European Radiology

, Volume 29, Issue 5, pp 2243–2245 | Cite as

Variability in quantitative diffusion-weighted MR imaging (DWI) across different scanners and imaging sites: is there a potential consensus that can help reducing the limits of expected bias?

  • Frederic Carsten SchmeelEmail author


Key Points

Variability of ADC measurements may be substantial across different MRI scanners and imaging sites.

DWI protocol standardization and increased awareness of frequent sources of error can help reducing the limits of expected bias.

Focusing on ADC change and normalized ADC values rather than on absolute measurements can facilitate consistent use of ADC in multi-center studies.


Magnetic resonance imaging Diffusion Reproducibility of results Multi-center studies 



Apparent diffusion coefficient


Diffusion-weighted magnetic resonance imaging


Echo-planar imaging


Field of view


Magnetic resonance imaging


Region of interest


Time to echo


Repetition time

Diffusion-weighted magnetic resonance imaging (DWI) has become an integral part of oncologic imaging studies to aid in the detection and diagnosis of solid tumors. While regions of reduced extracellular space due to increased cell density will result in restricted diffusion of mobile proton species, disruptions in cellular integrity as attributable to apoptosis may lead to an increase in free-water molecule motion. Consequently, the most applied quantitative parameter for describing tissue diffusivity, the apparent diffusion coefficient (ADC), has been widely investigated as a prognostic biomarker for response assessment to anti-cancer therapy [1].

However, despite its value in diagnosing and monitoring of disease, there is some controversy in the literature regarding the limited reproducibility of ADC estimates across different imaging platforms and imaging sites. This is mainly because variations in acquisition parameters across scanners from different vendors and between models from the same manufacturer can widely affect ADC quantitation. Previous studies investigated ADC estimates in the abdominal organs of DWI data sets from healthy volunteers imaged on scanners from different vendors at 1.5 and 3 T in order to determine the extent of ADC variability. Among others, two of these multi-center studies found poor agreement in the pancreas and kidneys at 3 T and poor agreement particularly in the liver at both field strengths [2, 3]. The DWI parameter settings were kept constant across imagers to the maximum possible extent; as such, the same echo-planar imaging (EPI) sequence, field of view (FOV), matrix size, number of averages, slice thickness, and interslice gap were set identically in all scanners. However, the TE, TR, b-values, and methods of parallel imaging could not be completely standardized across platforms—although the preset contained the same subset of b-values for subsequent acquisition. Another multi-center study focusing on gray and white matter in healthy volunteers also showed significant variations in ADC estimates between scanners from the same vendor and between scanners from different manufacturers; again, TE, TR, and methods of parallel imaging could not be fully standardized [4]. Hence, timing parameters and methods of parallel imaging were shown to be inconsistent despite effective protocol standardization, demonstrating the difficulty of producing fully standardized DWI protocols across different imaging platforms and sites. This lack of standardization of ADC measurement is a serious limitation to this quantitative parameter to be a reliable imaging biomarker.

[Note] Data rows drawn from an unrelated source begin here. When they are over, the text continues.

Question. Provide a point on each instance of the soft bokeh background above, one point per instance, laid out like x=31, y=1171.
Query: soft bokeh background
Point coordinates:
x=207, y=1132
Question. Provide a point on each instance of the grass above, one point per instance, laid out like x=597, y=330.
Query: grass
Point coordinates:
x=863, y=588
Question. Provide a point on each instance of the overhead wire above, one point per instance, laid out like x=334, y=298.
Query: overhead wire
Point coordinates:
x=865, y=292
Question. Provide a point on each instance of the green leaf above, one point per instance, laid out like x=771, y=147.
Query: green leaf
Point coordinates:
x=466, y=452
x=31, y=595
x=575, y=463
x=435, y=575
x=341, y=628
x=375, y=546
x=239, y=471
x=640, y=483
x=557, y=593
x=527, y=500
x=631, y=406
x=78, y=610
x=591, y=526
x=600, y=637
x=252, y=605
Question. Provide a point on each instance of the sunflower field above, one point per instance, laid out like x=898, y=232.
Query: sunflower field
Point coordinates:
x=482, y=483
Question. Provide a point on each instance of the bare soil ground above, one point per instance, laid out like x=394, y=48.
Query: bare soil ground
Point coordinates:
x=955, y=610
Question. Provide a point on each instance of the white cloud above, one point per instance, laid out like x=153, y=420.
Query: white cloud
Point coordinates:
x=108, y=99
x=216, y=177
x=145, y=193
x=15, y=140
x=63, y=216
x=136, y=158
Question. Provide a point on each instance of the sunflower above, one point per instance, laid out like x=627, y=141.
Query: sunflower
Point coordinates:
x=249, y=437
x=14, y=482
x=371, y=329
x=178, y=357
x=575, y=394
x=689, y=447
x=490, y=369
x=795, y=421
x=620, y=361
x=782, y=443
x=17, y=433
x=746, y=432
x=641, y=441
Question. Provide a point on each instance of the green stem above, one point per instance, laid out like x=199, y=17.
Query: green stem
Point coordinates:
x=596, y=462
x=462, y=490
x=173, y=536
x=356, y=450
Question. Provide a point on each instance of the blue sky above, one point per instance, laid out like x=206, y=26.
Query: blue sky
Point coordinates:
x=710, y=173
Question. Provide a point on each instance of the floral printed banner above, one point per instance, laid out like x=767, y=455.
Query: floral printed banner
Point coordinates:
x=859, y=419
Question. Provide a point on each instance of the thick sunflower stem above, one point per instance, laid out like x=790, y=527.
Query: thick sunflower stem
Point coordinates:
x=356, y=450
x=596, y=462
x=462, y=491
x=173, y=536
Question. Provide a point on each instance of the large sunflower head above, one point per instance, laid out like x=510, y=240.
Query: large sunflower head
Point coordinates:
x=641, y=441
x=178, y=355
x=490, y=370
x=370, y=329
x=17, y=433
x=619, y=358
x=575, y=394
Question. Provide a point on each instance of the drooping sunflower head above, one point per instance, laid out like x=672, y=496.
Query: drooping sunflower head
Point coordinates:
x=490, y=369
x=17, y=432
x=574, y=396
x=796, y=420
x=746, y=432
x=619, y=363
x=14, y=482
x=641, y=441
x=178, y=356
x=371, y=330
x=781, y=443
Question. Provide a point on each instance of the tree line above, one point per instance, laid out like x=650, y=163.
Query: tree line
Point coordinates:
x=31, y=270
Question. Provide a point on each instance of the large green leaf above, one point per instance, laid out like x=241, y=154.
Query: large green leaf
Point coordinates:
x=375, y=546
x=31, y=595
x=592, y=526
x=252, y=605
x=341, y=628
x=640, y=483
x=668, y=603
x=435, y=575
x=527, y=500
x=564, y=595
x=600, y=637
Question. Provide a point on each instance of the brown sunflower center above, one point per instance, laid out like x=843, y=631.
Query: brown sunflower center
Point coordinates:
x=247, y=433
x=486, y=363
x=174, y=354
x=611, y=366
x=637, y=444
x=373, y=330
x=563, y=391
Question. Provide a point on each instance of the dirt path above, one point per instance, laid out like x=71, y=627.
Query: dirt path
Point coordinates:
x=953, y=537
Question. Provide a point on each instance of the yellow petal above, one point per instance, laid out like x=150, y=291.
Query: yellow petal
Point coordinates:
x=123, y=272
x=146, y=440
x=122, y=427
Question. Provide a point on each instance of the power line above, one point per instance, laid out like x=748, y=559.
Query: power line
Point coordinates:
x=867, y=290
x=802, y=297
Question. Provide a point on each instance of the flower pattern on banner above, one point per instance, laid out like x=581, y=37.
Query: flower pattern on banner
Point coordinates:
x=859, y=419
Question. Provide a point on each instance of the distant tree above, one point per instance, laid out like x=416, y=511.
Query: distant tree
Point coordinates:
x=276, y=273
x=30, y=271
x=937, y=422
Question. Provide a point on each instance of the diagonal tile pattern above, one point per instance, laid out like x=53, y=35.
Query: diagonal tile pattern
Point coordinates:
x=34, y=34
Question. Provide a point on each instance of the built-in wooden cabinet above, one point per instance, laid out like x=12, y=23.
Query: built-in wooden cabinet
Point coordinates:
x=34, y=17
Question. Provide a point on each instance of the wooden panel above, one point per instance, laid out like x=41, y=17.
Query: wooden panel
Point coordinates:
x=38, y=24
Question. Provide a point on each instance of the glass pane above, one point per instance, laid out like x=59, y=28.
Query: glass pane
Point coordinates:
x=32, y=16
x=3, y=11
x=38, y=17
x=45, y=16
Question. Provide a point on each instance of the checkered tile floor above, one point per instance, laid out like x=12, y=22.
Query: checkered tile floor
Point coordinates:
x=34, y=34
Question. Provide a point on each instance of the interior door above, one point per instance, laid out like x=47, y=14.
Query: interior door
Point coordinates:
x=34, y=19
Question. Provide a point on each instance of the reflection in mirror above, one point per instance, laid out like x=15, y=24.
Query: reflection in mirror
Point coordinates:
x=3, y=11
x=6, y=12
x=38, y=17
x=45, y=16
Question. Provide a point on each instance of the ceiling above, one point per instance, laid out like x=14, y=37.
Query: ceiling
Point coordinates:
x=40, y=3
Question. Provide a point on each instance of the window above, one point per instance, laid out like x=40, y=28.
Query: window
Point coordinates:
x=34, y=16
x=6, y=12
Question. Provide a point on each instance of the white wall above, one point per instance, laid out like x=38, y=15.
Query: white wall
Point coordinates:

In oncologic imaging studies, ADC reproducibility further depends on various critical factors including the tumor pathophysiology itself [5], curve-fitting techniques [6], and system stability [7]. Voxel-wise ADC quantification in the liver is also specifically degraded by respiratory motion artifacts, with as little or no improvement despite utilization of compensation methods such as navigator echo and respiratory gating [8]. The common lack of agreement in ADC estimates of the liver may also depend on the lower signal compared with other organs, owing to the short T2 decay, eventually leading to greater sensitivity to the noise characteristics of different MR imagers. Another more practical but not insubstantial source of error in ADC quantitation is the choice of delineation methods for region of interest (ROI) selection; even small variations in the ROI geometry and its position can substantially influence tumor ADC measurements and thus affect sensitivity to changes in tumoral ADC values [9]. Similarly, therapy-induced changes in tumor vascularization or peri-tumoral tissue density may affect the depiction and thus reproducibility of ROI delineation. Current consensus guidelines for DWI as a cancer biomarker recommend delineation of 3D whole tumor volumes that are more reproducible than single-slice measurements but require substantially more examination time [1]. Automated methods which may provide improved accuracy could remedy this situation but would require the highest possible image quality to accurately delineate tumor boundaries. Since abdominal DWI is regularly subject to physiological motion, this would probably necessitate regular manual interventions which query the concept of using a fully automated ROI application scheme as an add-on technique.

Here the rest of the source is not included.